El hecho que sí llegará a juicio oral

En paralelo, la Justicia rechazó el sobreseimiento solicitado por la defensa de Lutens y ordenó elevar a juicio oral la acusación relacionada con otro episodio que habría ocurrido entre 2020 y 2023.

Según la investigación, la presunta víctima era un joven que comenzó a desempeñarse como monaguillo durante su adolescencia. La acusación sostiene que los hechos se habrían producido dentro de un vínculo marcado por una relación de autoridad y confianza derivada del rol religioso que ejercía el imputado.

La imputación incluye acusaciones por abuso sexual gravemente ultrajante, abuso sexual con acceso carnal y otros delitos vinculados con la situación de autoridad atribuida al sacerdote, además de corrupción de menores, según la descripción difundida sobre la resolución judicial.

La causa continuará ahora ante el Tribunal Oral Criminal que resulte sorteado, que deberá analizar las pruebas incorporadas durante la investigación y determinar las responsabilidades que correspondan.

Una causa que comenzó a tomar estado público en 2024

El expediente se inició a partir de denuncias vinculadas con jóvenes que habían participado de actividades de la comunidad religiosa. Lutens había sido apartado de sus funciones pastorales en 2024, luego de que las acusaciones tomaran estado público.

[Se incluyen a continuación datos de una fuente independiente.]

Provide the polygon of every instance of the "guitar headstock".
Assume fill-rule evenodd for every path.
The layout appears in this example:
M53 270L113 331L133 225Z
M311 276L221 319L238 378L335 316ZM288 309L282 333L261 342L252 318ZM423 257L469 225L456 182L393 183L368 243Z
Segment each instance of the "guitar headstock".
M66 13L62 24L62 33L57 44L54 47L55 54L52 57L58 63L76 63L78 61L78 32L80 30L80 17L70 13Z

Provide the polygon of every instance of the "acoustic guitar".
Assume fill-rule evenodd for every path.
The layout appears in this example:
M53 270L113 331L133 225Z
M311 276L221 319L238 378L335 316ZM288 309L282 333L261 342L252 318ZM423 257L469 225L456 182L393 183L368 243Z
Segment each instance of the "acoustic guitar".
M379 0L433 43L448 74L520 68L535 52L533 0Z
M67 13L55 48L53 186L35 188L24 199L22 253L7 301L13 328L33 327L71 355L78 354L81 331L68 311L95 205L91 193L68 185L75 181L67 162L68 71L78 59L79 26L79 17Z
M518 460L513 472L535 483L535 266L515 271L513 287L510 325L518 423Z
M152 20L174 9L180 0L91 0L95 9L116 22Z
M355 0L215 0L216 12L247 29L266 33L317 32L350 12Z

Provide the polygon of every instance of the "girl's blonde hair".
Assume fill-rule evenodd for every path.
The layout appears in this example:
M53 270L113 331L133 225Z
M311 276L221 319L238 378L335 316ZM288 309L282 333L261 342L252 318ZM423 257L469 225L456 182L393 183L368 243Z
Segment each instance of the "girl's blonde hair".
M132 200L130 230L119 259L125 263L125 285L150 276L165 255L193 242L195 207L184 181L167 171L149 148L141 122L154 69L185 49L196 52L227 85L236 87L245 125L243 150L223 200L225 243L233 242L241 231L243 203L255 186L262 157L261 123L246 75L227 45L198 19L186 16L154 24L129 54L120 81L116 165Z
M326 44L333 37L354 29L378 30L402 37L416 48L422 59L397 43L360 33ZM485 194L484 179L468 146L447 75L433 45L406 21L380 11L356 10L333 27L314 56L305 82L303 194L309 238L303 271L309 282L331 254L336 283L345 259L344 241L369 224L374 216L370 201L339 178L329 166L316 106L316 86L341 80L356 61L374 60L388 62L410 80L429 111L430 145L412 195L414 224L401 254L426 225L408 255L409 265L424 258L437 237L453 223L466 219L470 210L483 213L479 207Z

Posteriormente, la investigación penal avanzó y el sacerdote quedó detenido en el marco del proceso.

En mayo de 2026, el mismo juzgado había mantenido la prisión preventiva del acusado y rechazado pedidos de la defensa para obtener su excarcelación o cumplir la medida bajo arresto domiciliario.

La nueva resolución marca ahora una instancia decisiva: mientras el hecho que continúa vigente será sometido a un juicio oral con eventual consecuencia penal, los otros dos episodios podrán ser examinados mediante el mecanismo de Juicio por la Verdad.

De esta manera, la Justicia buscará establecer qué ocurrió en cada uno de los episodios denunciados, respetando las distintas situaciones procesales que presenta la causa y procurando que las personas que realizaron las denuncias no deban atravesar innecesariamente instancias judiciales repetidas.

La investigación y las acusaciones mencionadas corresponden al expediente judicial y deberán ser analizadas en las instancias correspondientes, sin que la elevación a juicio implique por sí misma una declaración de culpabilidad.